# Fire Pit ring



## GuT_PiLe (Aug 2, 2006)

Anybody know of a place in southeast michigan that sells a plain jane fire ring?....not those fancy cut out design ones with animals shapes....but the ones you find at state park camp sites half buried in the ground and rusted. When new, they basically look like the same material used for the guard rail you see on the side of the road, plain steel. 
12" high, approx 36" dia.???

i am building a fire pit in my backyard using left over landscaping brick.

I want to place the plain jane steel fire pit ring inside the fire pit to protect the brick from the extreme heat....this helps the stone last a heck of alot longer. If you google fire ring, or fire pit ring, all that comes up is those fancy rings with shapes cutout in the sides...not what i'm lookin for.

Thanks in advance!!!


----------



## kbkrause (Feb 12, 2002)

Here you go...
http://www.tractorsupply.com/webapp...10551_10001_37394_-1______?rFlag=true&cFlag=1


----------



## wally-eye (Oct 27, 2004)

The "cheapest" place to buy a fire ring is stop at "any" trucking company that has their own garage. Stop in and tell them you want a used BENTsemi rim.....as most companies have a pile of bent semi rims that they will just about give away. Most start at 20 inches and go up from there. The bent rims are not bent enough usually enough to even notice. Most places will sell you one for next to nothing..........

I know several people that use these and they work excellent and in a few years if they get too rusty you know where to go to get a replacement.

As an old truck driver I can tell you any company with their own garage will have a stack of them...................lmao..

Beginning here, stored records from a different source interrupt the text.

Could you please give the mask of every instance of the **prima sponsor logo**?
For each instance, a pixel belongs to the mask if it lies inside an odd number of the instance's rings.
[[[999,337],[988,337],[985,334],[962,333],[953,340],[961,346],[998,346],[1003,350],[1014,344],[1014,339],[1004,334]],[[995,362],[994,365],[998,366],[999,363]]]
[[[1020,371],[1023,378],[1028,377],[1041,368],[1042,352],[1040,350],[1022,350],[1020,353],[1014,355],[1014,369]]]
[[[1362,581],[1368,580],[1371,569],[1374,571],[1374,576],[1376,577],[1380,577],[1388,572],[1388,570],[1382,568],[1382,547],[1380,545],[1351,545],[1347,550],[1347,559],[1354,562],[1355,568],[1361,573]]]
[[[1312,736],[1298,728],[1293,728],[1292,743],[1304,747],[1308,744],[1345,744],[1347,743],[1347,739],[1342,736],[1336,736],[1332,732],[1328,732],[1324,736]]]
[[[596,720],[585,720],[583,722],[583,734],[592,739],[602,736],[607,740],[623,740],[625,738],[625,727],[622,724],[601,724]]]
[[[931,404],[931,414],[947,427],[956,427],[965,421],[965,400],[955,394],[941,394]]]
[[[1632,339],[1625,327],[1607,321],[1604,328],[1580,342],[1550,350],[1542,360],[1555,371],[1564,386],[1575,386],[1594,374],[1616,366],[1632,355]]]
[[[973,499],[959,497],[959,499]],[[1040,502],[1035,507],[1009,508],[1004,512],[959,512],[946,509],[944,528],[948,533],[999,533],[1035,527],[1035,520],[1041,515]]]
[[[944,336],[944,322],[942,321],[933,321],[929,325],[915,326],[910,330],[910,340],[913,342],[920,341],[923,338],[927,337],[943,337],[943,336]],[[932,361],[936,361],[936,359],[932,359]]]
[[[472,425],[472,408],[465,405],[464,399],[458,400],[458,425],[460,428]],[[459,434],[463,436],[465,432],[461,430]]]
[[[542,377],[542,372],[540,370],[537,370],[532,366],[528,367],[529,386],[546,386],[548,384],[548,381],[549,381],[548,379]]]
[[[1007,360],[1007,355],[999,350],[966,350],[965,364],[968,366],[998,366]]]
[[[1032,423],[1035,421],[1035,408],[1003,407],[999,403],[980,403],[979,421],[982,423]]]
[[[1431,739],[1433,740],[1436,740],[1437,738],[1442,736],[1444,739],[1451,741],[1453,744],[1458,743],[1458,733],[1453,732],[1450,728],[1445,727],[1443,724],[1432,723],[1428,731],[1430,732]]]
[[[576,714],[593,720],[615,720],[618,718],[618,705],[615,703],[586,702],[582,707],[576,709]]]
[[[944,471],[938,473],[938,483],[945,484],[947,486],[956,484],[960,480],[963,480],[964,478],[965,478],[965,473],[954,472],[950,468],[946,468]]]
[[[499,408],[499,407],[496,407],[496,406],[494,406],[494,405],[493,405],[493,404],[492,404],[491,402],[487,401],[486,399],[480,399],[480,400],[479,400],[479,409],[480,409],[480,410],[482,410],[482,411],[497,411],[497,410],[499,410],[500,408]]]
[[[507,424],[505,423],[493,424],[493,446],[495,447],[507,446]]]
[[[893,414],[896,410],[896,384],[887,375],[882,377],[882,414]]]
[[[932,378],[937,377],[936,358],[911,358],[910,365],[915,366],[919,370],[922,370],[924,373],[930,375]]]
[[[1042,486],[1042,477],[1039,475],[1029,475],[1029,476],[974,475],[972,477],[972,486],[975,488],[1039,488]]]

Stop in and check em out.......:idea:


----------



## GuT_PiLe (Aug 2, 2006)

Thanks guys for your quick responses!

I will check them both out!


----------



## kayak (Mar 11, 2006)

I just put in a fire pit tonight. What i used was a wash tub that came out of a old washing machine. I was able to pick it up from a local appliance store for free. It already has holes in the side of it for air, I put it about half way in the ground and put some brick pavers around it that I had left over from my sidewalk.


----------